Nei pensieri del padre la figlia entrava anche quando c’è da pianificare il business “di quella cosa”, ossia la droga. Bevilacqua al suo interlocutore 80enne prospettava di possedere un valido contatto in Calabria, grazie a un’amicizia stretta nel carcere romano di Rebibbia con Giovanni Strangio, il boss della ndrina di San Luca accusato di essere uno dei killer della strage di Duisburg del 2007. “Mia figlia – annota il Ros – difende il marito di questa signora, circa un mese fa le ho detto “chiama la moglie di questo perché gli stai sbrigando tante cose, dille che le devo parlare e poi me la vedo io come andare lì””. L’incontro alle fine non c’è stato ma l’episodio diventa uno dei tasselli per capire come Bevilacqua ambisse a tornare in campo davvero. Senza mai dimenticare il passato. “Se con il cellullare ti viene in mente una persona – gli spiega uno dei figli – la puoi contattare con internet senza avere il numero”. “Me ne fotto una beata minchia di queste cose – risponde il boss – Io sono abituato così, lo vedi?”, ripete mostrando carta e penna per scrivere i pizzini.

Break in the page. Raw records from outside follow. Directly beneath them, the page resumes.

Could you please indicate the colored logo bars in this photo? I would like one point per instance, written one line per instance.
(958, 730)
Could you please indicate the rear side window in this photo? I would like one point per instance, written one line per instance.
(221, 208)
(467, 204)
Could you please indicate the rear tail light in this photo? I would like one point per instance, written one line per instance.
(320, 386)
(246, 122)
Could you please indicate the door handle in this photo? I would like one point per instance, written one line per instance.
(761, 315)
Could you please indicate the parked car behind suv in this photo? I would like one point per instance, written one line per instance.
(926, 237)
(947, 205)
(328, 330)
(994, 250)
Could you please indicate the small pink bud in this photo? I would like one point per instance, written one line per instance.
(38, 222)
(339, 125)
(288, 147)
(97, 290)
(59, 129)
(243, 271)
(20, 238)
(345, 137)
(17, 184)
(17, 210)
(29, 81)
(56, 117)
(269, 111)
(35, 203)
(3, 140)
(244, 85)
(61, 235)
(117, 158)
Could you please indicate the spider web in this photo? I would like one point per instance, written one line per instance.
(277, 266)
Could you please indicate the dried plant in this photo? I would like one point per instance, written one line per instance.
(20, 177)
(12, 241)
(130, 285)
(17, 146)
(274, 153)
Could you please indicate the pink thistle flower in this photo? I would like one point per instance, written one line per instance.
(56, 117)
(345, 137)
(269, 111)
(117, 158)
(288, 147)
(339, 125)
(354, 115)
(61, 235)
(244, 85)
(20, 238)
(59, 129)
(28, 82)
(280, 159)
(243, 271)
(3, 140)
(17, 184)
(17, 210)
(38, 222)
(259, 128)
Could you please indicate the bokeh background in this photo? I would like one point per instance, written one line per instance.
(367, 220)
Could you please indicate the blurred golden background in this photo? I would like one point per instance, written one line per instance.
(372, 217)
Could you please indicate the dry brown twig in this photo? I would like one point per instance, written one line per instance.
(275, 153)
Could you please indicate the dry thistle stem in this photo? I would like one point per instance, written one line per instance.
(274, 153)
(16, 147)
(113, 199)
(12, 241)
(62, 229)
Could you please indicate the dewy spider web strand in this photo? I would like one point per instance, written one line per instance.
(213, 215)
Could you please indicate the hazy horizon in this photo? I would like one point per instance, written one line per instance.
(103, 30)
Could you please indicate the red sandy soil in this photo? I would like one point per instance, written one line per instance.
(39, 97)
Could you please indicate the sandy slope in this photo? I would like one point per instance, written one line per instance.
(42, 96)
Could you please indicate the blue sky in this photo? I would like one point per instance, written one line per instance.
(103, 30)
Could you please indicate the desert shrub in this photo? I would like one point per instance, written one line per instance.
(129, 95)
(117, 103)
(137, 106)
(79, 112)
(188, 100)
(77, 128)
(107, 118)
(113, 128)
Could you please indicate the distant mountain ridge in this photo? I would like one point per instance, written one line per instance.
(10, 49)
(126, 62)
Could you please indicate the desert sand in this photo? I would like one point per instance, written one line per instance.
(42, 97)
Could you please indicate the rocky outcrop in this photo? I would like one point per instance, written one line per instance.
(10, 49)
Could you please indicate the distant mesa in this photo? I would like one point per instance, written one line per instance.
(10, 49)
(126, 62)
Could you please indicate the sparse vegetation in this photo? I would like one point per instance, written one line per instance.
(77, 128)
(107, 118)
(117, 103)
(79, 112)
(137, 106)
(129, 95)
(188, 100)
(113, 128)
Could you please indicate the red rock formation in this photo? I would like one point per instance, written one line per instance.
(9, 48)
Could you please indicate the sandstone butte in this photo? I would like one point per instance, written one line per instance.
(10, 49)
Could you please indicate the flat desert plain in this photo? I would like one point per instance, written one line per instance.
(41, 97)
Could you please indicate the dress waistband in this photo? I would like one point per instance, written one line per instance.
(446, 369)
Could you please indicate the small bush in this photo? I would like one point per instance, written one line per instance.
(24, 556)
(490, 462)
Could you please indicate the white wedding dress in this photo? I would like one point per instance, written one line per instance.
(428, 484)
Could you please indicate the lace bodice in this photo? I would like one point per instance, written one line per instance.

A finire indagato nell’inchiesta Ultra è anche l’attuale primo cittadino di Barrafranca Fabio Accardi, accusato di corruzione aggravata dall’avere favorito Cosa nostra per l’appalto dei rifiuti. La politica per Bevilacqua è sempre stata un cruccio. Lo ricorda ai familiari un mese dopo la scarcerazione durante un pranzo conviviale: “Io sono creditore morale – si legge nelle intercettazioni dell’inchiesta – di tanti potenti che reggono la provincia. Io so e loro sanno… il mio silenzio è stato un beneficio per costoro”. Tra gli aneddoti del passato di Bevilacqua ce n’è uno, inserito in una vecchia indagine, risalente al 19 dicembre 2001. Giorno in cui, all’interno dell’hotel Garden di Enna, gli investigatori intercettano un incontro tra il boss e l’allora vicepresidente dell’Assemblea regionale siciliana Mirello Crisafulli. Il politico più potente della provincia – sarà poi eletto parlamentare e senatore – e il boss democristiano insieme per parlare di appalti e politica. Bevilacqua sembrava interessato ad alcune gare d’appalto. “Fatti i cazzi tuoi”, aveva risposto il politico. La procura di Caltanissetta indagò Crisafulli per concorso esterno ma, alla fine, il fascicolo venne archiviato.

Nell’inchiesta Ultra l’ex senatore non è coinvolto ma il suo soprannome – Cappiddazzu – compare durante un dialogo tra Bevilacqua e la moglie, occasione in cui l’avvocato racconta di avere dato un messaggio al figlio da consegnare a Giovanni Barrile, ex segretario Pd dell’ennesse: “Gli dici – racconta Bevilacqua – “Signor Giovanni, mi manda mio padre”, fidati, “confida in lei che…vede di farmi assumere…io lo so come funziona la politica, mio padre mi ha spiegato, passa questo a Cappiddazzu, lei gli dica a Cappiddazzu che è un problema suo. Perché Cappiddazzu con mio padre ultimamente ha avuto dei problemi… però… Cappiddazzu dovrebbe essere per tutta la vita debitore nei confronti di mio padre perché è stato uomo! Si è fatto la galera”. Il dialogo prosegue ma gli investigatori hanno omissato il resto.